The "no gc" crowd

Jonathan M Davis jmdavisProg at gmx.com
Thu Oct 10 00:24:28 PDT 2013


On Thursday, October 10, 2013 08:38:31 Jacob Carlborg wrote:
> On 2013-10-10 05:55, Jonathan M Davis wrote:
> > That depends. It works with objects I think (for both shared and
> > immutable), but you definitely have to cast to immutable if you want an
> > immutable array or AA.
> > 
> > Also, casting _away_ shared is going to be a very common operation due to
> > how shared works. In order to use shared, you basically have to protect
> > the variable with a mutex or synchronized block, cast away shared, and
> > then use it as thread-local for whatever you're doing until you release
> > the lock (in which case, you have to be sure that there are no more
> > thread-local references to the shared object). As such, while it might be
> > possible to construct stuff directly as shared, it's going to have to be
> > cast to thread-local just to use it in any meaningful way. So, at this
> > point, I don't think that it even vaguely flies to try and make it so
> > that casting away shared is something that isn't typically done. It's
> > going to be done about as often as shared is used for anything other than
> > very basic stuff.
> 
> What's the reason for casting away "shared", is it to pass it to a
> function that doesn't accept "shared"? The it should be safe if you
> synchronize around the call? But that function could put away, the now ,
> unshared data, which is actually shared and cause problem?

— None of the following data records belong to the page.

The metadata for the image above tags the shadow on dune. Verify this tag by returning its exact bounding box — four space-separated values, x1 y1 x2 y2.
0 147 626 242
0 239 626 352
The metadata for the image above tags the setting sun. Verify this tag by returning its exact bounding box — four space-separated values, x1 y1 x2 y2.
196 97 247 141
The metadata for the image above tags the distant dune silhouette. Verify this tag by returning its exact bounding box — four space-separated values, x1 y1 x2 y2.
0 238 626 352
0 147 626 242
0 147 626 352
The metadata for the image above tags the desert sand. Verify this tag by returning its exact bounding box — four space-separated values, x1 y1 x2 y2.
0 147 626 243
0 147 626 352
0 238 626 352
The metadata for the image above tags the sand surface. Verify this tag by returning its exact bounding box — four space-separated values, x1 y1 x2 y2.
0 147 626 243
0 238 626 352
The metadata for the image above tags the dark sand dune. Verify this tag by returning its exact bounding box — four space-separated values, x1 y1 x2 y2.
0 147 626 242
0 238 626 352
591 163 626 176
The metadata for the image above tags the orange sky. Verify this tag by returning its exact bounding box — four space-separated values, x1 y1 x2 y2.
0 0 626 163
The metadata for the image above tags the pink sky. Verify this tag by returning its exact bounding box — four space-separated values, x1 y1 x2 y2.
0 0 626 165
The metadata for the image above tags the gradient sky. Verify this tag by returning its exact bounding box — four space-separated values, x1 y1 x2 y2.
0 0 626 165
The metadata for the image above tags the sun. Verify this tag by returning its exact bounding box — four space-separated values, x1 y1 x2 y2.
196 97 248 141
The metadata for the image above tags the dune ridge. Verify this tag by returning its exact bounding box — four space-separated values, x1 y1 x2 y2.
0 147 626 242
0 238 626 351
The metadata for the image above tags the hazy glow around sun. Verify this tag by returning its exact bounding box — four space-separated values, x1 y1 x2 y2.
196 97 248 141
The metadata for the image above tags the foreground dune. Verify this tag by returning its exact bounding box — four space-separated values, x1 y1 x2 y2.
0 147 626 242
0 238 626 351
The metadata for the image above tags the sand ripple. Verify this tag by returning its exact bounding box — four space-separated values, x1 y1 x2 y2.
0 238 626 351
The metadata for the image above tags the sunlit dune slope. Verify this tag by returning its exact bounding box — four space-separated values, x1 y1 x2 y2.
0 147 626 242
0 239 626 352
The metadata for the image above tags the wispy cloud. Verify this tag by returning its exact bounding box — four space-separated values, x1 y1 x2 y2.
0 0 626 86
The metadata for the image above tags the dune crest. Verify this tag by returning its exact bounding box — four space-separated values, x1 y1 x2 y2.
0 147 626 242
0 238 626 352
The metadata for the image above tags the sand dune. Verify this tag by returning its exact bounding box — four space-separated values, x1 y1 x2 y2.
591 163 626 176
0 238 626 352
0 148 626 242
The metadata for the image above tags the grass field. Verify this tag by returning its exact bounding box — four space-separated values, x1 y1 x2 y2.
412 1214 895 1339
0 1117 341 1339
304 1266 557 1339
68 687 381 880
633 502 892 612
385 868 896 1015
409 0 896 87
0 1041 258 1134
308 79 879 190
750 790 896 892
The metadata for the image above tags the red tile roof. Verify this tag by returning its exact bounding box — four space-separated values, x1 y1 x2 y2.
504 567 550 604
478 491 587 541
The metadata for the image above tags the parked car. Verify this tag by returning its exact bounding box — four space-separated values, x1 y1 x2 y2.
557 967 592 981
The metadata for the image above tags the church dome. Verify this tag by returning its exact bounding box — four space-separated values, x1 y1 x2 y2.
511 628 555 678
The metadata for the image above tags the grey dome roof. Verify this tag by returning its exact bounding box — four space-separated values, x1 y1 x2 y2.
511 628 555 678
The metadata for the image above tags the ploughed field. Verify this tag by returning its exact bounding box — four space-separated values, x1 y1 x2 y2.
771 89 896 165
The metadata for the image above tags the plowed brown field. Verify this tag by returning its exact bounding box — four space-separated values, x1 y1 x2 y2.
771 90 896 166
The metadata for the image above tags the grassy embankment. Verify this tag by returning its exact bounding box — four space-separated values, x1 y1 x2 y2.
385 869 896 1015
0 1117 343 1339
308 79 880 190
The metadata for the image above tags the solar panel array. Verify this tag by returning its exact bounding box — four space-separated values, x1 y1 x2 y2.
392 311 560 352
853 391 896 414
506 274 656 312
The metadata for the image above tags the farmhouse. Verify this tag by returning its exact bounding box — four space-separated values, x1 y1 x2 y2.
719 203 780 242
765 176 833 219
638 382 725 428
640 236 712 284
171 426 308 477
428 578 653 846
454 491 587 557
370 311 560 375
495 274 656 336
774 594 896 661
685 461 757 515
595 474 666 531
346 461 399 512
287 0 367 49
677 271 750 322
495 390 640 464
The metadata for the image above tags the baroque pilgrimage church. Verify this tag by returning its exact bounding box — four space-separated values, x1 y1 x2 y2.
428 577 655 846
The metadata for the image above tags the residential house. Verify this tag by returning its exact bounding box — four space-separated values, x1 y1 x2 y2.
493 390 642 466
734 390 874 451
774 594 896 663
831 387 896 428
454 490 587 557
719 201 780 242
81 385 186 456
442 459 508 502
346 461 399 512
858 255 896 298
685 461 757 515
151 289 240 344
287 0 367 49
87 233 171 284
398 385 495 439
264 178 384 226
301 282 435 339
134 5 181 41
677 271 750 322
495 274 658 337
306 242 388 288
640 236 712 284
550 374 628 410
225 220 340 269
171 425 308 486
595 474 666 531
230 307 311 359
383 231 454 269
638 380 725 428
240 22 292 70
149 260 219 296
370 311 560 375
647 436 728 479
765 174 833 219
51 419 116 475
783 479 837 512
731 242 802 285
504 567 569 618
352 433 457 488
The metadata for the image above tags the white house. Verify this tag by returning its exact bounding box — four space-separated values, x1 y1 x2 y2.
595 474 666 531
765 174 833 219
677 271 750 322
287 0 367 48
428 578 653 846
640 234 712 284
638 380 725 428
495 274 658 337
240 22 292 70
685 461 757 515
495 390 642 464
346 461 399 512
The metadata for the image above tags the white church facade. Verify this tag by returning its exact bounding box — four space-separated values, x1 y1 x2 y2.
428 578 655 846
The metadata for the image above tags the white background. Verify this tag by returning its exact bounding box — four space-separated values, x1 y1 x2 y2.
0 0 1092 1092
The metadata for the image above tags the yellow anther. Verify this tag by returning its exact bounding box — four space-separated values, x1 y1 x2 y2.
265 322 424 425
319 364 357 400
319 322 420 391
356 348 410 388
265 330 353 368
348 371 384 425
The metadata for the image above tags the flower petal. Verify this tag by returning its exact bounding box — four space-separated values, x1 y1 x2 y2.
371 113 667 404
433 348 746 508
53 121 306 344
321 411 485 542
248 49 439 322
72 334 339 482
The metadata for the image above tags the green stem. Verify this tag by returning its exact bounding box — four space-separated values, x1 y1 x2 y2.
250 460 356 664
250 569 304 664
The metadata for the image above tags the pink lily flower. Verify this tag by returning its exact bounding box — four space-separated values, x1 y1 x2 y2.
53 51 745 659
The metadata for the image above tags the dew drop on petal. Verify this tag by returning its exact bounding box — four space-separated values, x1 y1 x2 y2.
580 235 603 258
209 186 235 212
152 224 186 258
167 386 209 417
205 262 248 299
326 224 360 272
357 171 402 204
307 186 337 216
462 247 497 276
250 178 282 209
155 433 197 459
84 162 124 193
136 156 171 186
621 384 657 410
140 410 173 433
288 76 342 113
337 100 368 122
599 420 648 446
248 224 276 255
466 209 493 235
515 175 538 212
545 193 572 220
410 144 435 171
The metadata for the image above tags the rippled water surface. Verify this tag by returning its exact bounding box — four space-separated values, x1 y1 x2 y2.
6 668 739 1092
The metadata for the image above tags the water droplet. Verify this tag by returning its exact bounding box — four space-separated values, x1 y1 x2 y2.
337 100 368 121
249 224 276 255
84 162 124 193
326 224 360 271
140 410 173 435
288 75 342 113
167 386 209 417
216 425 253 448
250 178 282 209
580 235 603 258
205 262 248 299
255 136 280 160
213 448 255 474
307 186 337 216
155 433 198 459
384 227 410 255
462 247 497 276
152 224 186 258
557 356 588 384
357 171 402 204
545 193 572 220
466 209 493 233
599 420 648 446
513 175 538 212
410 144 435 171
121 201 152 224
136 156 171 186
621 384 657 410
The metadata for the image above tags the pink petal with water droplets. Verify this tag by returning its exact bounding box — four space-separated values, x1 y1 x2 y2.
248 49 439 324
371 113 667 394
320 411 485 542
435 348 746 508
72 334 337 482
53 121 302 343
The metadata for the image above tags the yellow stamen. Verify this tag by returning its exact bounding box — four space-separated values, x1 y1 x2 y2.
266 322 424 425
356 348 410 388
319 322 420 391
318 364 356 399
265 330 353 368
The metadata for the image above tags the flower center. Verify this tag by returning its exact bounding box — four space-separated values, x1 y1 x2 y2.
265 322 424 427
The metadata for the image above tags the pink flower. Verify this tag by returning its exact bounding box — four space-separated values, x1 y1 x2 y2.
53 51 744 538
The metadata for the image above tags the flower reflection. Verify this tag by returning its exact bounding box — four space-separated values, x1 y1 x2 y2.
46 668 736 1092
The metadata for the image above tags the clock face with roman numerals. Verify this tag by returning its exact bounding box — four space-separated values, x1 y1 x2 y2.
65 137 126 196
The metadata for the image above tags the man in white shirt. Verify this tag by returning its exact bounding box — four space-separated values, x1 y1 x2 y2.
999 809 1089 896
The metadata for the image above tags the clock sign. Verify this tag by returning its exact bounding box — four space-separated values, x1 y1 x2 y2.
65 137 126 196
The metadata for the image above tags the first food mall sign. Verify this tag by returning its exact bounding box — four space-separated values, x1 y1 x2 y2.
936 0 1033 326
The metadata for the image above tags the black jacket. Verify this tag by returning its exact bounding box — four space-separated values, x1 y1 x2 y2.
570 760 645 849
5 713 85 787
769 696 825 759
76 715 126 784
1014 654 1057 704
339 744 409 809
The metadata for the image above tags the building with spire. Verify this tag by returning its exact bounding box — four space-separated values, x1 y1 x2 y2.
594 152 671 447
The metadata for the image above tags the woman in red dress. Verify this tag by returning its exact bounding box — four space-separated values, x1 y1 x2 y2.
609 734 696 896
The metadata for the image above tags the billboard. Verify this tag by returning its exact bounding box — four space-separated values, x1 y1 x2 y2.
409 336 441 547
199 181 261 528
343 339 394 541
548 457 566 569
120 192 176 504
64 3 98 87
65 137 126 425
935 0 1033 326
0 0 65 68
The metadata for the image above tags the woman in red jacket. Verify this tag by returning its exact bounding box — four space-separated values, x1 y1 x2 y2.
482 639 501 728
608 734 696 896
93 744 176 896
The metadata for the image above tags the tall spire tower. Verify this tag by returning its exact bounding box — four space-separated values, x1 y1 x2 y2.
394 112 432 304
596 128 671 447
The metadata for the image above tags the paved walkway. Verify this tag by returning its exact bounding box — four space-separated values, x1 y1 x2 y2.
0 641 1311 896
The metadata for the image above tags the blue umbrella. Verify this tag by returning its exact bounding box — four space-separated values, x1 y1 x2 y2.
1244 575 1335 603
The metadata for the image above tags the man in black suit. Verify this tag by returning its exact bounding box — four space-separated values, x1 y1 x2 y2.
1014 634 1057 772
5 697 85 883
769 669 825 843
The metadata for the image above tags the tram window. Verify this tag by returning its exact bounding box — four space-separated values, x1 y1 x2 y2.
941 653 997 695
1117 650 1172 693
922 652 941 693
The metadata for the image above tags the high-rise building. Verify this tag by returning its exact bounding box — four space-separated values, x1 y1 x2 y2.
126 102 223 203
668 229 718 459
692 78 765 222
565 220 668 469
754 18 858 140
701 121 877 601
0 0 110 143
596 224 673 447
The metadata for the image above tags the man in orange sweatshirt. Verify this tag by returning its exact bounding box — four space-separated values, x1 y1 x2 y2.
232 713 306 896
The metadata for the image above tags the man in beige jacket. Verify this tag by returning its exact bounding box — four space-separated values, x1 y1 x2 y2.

Pretty much nothing accepts shared. At best, templated functions accept 
shared. Certainly, shared doesn't work at all with classes and structs unless 
the type is specifically intended to be used as shared, because you have to 
mark all of its member functions shared to be able to call them. And if you 
want to use that class or struct as both shared and unshared, you have to 
duplicate all of its member functions.

That being the case, the only way in general to use a shared object is to 
protect it with a lock, cast it to thread-local (so that it can actually use 
its member functions or be passed to other functions to be used), and then use 
it. e.g.

synchronized
{
     auto tl = cast(T)mySharedT;
     auto result = tl.foo();
     auto result2 = bar(tl);
}

Obviously, you then have to make sure that there are no thread-local 
references to the shared object when the lock is released, but without casting 
away shared like that, you can't do much of anything with it. So, similar to 
when you cast away const, it's up to you to guarantee that the code doesn't 
violate the type system's guarantees - i.e. that a thread-local variable is 
not accessed by multiple threads. So, you use a lock of some kind to protect 
the shared variable while it's treated as a thread-local variable in order to 
ensure that that guarantee holds. Like with casting away const or with 
@trusted, there's obviously risk in doing this, but there's really no other 
way to use shared at this point - certainly not without it being incredibly 
invasive to your code and forcing code duplication.